The management of Fifth Street Finance Corp (FSC) and its parent company inflated the assets and income of the firm’s largest BDC ahead of a flotation, a lawsuit claims.
FSC, its parent Fifth Street Asset Management (FSAM), the firm’s founder Len Tannenbaum and other company executives have been accused of securities violations in a class action suit filed in the Southern District Court of New York.
A spokesman for Fifth Street said the firm intended to “vigorously defend” the action. “We believe that the claim was filed without merit,” he said.
The suit was filed on behalf of shareholders who purchased FSC common stock between 7 July 2014 and 6 February this year. As of last June, FSC accounted for 90 percent of the management company’s assets and was its main revenue driver.
“During the class period, defendants engaged in a fraudulent scheme and course of business designed to artificially inflate FSC’s asset and investment income in order to increase FSAM’s revenue,” the suit claims. “FSAM, acting as the investment manager for FSC, caused FSC to dramatically expand its investment portfolio throughout 2014.”
The vehicle increased its total assets by 28 percent to $2.7 billion year-on-year to 30 September 2014. Management fees grew by 40 percent in the same period to $86 million.

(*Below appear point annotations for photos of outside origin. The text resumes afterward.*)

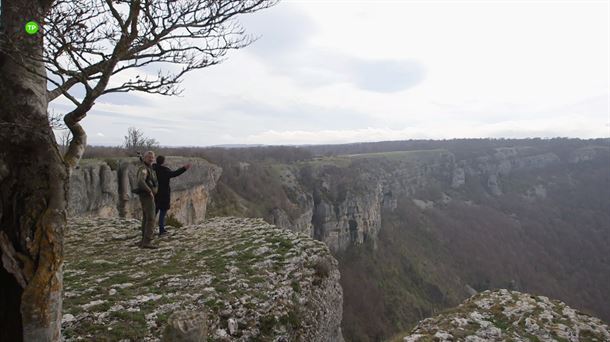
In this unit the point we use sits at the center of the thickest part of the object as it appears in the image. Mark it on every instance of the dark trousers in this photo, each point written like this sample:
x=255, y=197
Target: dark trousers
x=163, y=213
x=148, y=218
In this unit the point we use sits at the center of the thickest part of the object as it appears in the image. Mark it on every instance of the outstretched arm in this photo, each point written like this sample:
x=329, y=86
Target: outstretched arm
x=177, y=172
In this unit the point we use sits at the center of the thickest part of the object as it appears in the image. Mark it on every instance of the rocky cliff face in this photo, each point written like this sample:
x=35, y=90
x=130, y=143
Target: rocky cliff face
x=228, y=279
x=103, y=188
x=341, y=198
x=510, y=316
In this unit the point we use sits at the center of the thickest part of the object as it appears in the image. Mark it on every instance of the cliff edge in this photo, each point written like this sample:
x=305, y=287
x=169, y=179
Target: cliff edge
x=510, y=316
x=243, y=279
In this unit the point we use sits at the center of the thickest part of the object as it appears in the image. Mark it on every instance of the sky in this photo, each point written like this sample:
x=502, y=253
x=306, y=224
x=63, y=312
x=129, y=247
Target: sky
x=353, y=71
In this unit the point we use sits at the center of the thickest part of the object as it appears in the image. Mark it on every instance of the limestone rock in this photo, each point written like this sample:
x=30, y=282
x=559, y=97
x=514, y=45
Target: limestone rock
x=103, y=188
x=253, y=280
x=185, y=326
x=510, y=316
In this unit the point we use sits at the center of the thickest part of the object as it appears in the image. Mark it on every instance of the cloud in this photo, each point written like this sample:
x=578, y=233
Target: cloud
x=285, y=48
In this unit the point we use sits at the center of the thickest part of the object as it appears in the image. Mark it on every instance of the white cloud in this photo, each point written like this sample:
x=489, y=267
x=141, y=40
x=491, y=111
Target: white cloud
x=341, y=71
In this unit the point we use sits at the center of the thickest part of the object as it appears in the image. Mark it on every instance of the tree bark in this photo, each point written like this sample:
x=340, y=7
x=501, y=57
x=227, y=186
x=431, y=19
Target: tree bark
x=33, y=183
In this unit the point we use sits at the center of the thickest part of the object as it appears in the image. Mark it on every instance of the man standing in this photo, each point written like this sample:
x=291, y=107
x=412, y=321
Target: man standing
x=147, y=186
x=162, y=199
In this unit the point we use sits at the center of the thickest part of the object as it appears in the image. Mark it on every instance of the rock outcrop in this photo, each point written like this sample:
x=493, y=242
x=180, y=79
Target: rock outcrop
x=103, y=188
x=341, y=198
x=252, y=280
x=510, y=316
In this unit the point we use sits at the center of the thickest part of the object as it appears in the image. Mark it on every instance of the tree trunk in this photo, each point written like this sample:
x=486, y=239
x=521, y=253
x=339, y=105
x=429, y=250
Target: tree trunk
x=33, y=186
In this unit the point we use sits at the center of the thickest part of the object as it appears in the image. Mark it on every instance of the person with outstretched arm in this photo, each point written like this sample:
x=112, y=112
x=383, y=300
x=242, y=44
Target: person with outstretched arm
x=162, y=198
x=147, y=188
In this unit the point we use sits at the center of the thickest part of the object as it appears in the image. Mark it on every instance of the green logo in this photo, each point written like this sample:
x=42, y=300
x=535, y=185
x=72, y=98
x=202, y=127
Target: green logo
x=31, y=27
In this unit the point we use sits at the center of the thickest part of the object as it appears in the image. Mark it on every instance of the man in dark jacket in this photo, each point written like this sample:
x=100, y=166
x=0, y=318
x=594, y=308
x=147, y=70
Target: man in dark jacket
x=147, y=189
x=162, y=198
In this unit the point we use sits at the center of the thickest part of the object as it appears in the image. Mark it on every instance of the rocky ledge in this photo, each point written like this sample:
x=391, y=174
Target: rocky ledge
x=233, y=279
x=510, y=316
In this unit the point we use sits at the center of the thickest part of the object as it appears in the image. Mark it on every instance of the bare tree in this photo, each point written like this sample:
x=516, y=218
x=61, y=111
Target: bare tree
x=90, y=48
x=135, y=140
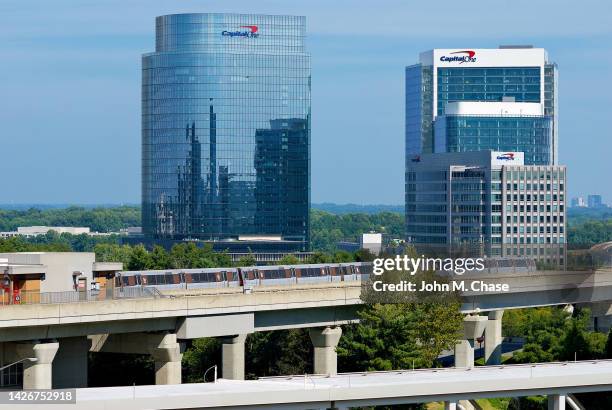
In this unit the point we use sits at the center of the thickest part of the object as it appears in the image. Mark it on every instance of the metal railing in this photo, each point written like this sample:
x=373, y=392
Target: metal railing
x=74, y=296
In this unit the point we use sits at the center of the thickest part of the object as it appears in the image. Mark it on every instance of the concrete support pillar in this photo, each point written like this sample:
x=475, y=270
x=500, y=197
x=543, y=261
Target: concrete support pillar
x=232, y=356
x=473, y=326
x=37, y=374
x=464, y=353
x=556, y=402
x=167, y=356
x=325, y=341
x=70, y=363
x=601, y=316
x=493, y=338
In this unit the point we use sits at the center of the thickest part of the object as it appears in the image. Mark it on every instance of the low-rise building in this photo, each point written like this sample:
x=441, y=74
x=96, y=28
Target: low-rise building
x=28, y=274
x=487, y=202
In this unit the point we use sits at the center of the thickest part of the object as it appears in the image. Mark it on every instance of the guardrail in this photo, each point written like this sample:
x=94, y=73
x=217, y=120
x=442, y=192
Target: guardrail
x=41, y=298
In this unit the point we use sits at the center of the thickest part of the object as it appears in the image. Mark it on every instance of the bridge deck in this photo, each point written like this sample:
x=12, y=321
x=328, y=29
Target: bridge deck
x=357, y=389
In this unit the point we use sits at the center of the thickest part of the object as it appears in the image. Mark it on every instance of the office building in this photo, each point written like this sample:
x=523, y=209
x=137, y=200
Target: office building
x=226, y=132
x=504, y=99
x=594, y=201
x=486, y=202
x=578, y=202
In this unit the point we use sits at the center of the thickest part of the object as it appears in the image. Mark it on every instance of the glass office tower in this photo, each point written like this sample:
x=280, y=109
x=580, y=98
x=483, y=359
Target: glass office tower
x=226, y=129
x=509, y=79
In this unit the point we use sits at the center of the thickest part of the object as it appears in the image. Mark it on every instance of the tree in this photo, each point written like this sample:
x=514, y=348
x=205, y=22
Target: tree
x=159, y=258
x=280, y=352
x=609, y=345
x=139, y=259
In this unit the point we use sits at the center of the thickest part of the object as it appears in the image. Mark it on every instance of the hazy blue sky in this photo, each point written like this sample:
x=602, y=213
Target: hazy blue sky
x=70, y=88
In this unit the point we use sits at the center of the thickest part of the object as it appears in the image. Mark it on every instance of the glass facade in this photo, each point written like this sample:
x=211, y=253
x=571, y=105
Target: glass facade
x=226, y=128
x=482, y=207
x=488, y=84
x=531, y=135
x=419, y=110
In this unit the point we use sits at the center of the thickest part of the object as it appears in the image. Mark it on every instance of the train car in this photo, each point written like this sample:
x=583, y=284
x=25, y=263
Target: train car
x=312, y=273
x=180, y=278
x=249, y=277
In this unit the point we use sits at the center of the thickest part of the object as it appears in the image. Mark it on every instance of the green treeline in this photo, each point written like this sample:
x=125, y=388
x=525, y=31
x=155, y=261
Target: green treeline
x=102, y=219
x=585, y=227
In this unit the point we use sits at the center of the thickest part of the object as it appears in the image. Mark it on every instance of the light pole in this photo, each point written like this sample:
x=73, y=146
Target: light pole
x=206, y=372
x=27, y=359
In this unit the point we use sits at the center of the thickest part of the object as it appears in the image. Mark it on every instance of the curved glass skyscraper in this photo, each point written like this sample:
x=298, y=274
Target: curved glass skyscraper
x=226, y=128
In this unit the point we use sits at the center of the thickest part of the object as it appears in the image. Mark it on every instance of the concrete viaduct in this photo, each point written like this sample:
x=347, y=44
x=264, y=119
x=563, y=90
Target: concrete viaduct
x=60, y=335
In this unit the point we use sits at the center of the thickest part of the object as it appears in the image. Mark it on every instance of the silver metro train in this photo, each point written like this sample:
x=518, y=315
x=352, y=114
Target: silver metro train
x=249, y=277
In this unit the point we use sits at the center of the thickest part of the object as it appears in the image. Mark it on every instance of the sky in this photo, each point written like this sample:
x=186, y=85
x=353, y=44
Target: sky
x=70, y=88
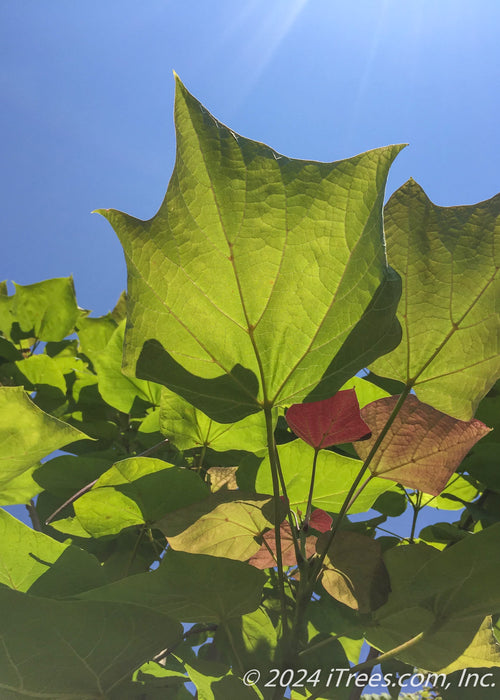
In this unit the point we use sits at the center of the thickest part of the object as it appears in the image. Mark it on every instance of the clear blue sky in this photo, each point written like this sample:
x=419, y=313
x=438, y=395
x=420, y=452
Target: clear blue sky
x=87, y=94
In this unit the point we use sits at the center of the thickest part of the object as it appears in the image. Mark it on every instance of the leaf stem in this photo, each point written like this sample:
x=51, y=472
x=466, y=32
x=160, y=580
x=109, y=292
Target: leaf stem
x=370, y=663
x=353, y=490
x=311, y=489
x=271, y=447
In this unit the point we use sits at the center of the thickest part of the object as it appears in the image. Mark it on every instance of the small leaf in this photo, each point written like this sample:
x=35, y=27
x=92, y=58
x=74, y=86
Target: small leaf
x=27, y=433
x=265, y=558
x=329, y=422
x=423, y=446
x=334, y=476
x=226, y=524
x=136, y=491
x=320, y=521
x=354, y=572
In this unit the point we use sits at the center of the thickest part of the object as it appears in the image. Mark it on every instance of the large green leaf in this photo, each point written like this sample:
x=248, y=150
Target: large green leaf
x=449, y=258
x=226, y=524
x=260, y=276
x=190, y=588
x=334, y=477
x=445, y=594
x=32, y=561
x=136, y=491
x=78, y=650
x=27, y=433
x=188, y=427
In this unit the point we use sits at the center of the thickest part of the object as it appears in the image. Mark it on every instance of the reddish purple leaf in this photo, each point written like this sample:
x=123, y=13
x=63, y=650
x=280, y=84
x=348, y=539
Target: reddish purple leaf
x=423, y=446
x=265, y=558
x=329, y=422
x=320, y=521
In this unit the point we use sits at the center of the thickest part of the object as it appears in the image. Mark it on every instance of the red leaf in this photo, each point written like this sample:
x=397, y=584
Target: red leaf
x=265, y=559
x=329, y=422
x=320, y=521
x=423, y=446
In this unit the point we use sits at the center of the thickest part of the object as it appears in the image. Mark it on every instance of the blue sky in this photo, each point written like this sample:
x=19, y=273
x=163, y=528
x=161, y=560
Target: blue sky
x=87, y=92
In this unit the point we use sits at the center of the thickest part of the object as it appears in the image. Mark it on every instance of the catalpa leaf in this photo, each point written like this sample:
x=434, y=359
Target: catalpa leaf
x=482, y=652
x=334, y=476
x=226, y=524
x=75, y=649
x=328, y=422
x=262, y=279
x=187, y=427
x=449, y=259
x=27, y=433
x=423, y=446
x=353, y=571
x=32, y=561
x=115, y=388
x=444, y=594
x=190, y=588
x=136, y=491
x=48, y=309
x=265, y=558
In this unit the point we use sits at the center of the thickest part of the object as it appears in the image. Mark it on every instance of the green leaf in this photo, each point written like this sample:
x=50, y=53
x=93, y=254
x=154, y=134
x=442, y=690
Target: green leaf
x=21, y=489
x=115, y=388
x=483, y=652
x=444, y=594
x=32, y=561
x=75, y=649
x=334, y=476
x=250, y=641
x=190, y=588
x=137, y=491
x=449, y=260
x=48, y=308
x=260, y=276
x=188, y=427
x=226, y=524
x=27, y=433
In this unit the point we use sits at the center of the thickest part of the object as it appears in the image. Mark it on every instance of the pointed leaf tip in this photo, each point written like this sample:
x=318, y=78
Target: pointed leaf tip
x=423, y=446
x=328, y=422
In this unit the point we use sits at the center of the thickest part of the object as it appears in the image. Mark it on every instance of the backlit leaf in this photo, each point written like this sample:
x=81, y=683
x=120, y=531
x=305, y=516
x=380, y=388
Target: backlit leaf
x=136, y=491
x=328, y=422
x=32, y=561
x=449, y=259
x=265, y=558
x=27, y=433
x=226, y=524
x=423, y=446
x=260, y=276
x=115, y=388
x=187, y=427
x=334, y=476
x=47, y=308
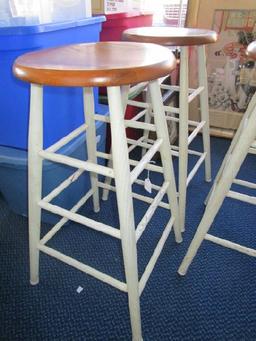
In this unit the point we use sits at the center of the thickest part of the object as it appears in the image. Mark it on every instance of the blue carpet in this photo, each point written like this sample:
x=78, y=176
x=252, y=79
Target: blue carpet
x=215, y=301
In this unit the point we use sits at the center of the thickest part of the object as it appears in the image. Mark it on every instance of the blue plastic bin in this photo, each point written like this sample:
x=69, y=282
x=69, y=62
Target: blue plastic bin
x=63, y=106
x=13, y=174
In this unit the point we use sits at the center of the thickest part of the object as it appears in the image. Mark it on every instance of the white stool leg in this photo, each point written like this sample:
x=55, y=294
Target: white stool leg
x=89, y=113
x=230, y=170
x=204, y=106
x=35, y=144
x=183, y=134
x=162, y=132
x=125, y=206
x=147, y=120
x=248, y=112
x=124, y=93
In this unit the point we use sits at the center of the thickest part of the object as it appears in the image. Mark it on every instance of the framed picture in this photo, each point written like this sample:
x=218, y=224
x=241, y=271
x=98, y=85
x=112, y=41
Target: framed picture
x=231, y=76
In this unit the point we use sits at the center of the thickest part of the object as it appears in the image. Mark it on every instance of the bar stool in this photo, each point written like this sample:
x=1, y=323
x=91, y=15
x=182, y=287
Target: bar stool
x=184, y=37
x=114, y=65
x=241, y=145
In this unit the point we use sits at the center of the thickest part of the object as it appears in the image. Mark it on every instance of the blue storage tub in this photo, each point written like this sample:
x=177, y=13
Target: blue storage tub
x=63, y=106
x=13, y=174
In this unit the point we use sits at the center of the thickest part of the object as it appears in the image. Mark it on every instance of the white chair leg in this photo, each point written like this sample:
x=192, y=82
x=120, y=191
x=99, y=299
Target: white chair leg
x=204, y=107
x=124, y=93
x=246, y=115
x=125, y=206
x=162, y=132
x=89, y=113
x=183, y=134
x=230, y=170
x=35, y=144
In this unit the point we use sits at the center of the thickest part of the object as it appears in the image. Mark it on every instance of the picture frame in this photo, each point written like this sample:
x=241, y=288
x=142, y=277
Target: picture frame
x=231, y=76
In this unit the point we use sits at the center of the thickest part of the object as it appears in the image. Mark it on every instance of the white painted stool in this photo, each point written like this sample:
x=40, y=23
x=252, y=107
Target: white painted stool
x=184, y=37
x=114, y=65
x=242, y=144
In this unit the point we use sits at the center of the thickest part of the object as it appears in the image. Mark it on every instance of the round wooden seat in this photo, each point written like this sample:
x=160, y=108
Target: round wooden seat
x=251, y=50
x=95, y=64
x=170, y=36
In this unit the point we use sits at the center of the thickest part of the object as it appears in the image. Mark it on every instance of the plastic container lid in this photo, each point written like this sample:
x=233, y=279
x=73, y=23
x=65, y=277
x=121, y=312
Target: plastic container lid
x=41, y=28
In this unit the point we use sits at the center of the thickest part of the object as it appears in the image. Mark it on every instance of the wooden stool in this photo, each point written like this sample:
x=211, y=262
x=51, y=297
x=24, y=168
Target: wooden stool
x=242, y=143
x=184, y=37
x=114, y=65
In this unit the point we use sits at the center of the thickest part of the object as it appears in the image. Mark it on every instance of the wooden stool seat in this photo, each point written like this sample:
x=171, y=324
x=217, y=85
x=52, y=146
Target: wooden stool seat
x=251, y=50
x=96, y=64
x=170, y=36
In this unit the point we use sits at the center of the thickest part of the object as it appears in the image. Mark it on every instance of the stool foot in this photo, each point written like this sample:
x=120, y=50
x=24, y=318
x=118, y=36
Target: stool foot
x=32, y=282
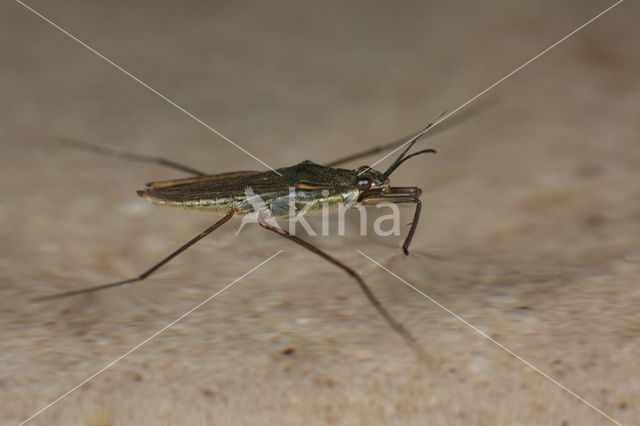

Defendants highlighted this income growth in FSAM IPO materials.
The claim argues that the growth was fuelled by increasingly speculative investments at unsustainable leverage levels and that the firm, without the knowledge of investors, delayed writing down impairments to inflate FSAM revenues.
“Given that FSAM’s future expected cash flows are tied directly to the long-term viability of FSC and its business, defendants sought to maintain the illusion of sustainable performance in FSC’s investment portfolio until after they could cash out in the FSAM IPO,” the filing said.
The plaintiffs argue that Fifth Street management masked the poor credit quality of some of FSC’s underlying assets as well as delayed writedowns and losses until the asset manager had been floated. Tannenbaum and other FSAM owners cashed out “for tens of millions of dollars” via the initial public offering which raised about $100 million in gross cash proceeds, the filing claimed.
The management company went public on 30 October 2014. When FSC reported its fourth quarter 2014 earnings on 9 February, it revealed that $106 million investments had been designated non-accrual, with an additional $17 million flagged to follow in the following quarter.
Unrealised depreciation of investments in the same reporting period stood at $62 million, while unrealised losses stood at $13.1 million and quarterly net realised losses totalled $17.6 million.
FSC announced it would not pay a dividend in February 2015 and later cut subsequent dividends. The next monthly dividend was paid in March and fell to $0.06 per share from $0.09 per share. The dividend has remained at that level since.
As a result of investor concerns and negative analyst reports, both the BDC and the management company’s share prices have fallen over the past year. FSC stock was trading at about $10 last September and closed at $6.25 on Friday (9 October), about 0.7x times the value of its portfolio.
FSAM stock has more than halved in value since going public falling from $16 per share to $7.46 on Friday.
Law firms Kang & Kang; Morgan & Morgan; Robbins Geller Rudman & Dowd; Gainey, McKenna & Egleston; Wolf Haldenstein Adler Freeman & Herz; Rosen Law Firm; and Federman & Sherwood, among others, announced the suit last week.
Greenwich, Connecticut-based Fifth Street runs FSC and another smaller BDC, Fifth Street Floating Rate Corp as well as other debt strategies. The firm had about $5.5 billion in total assets as of the second quarter and has been seeking to grow its business through other credit products.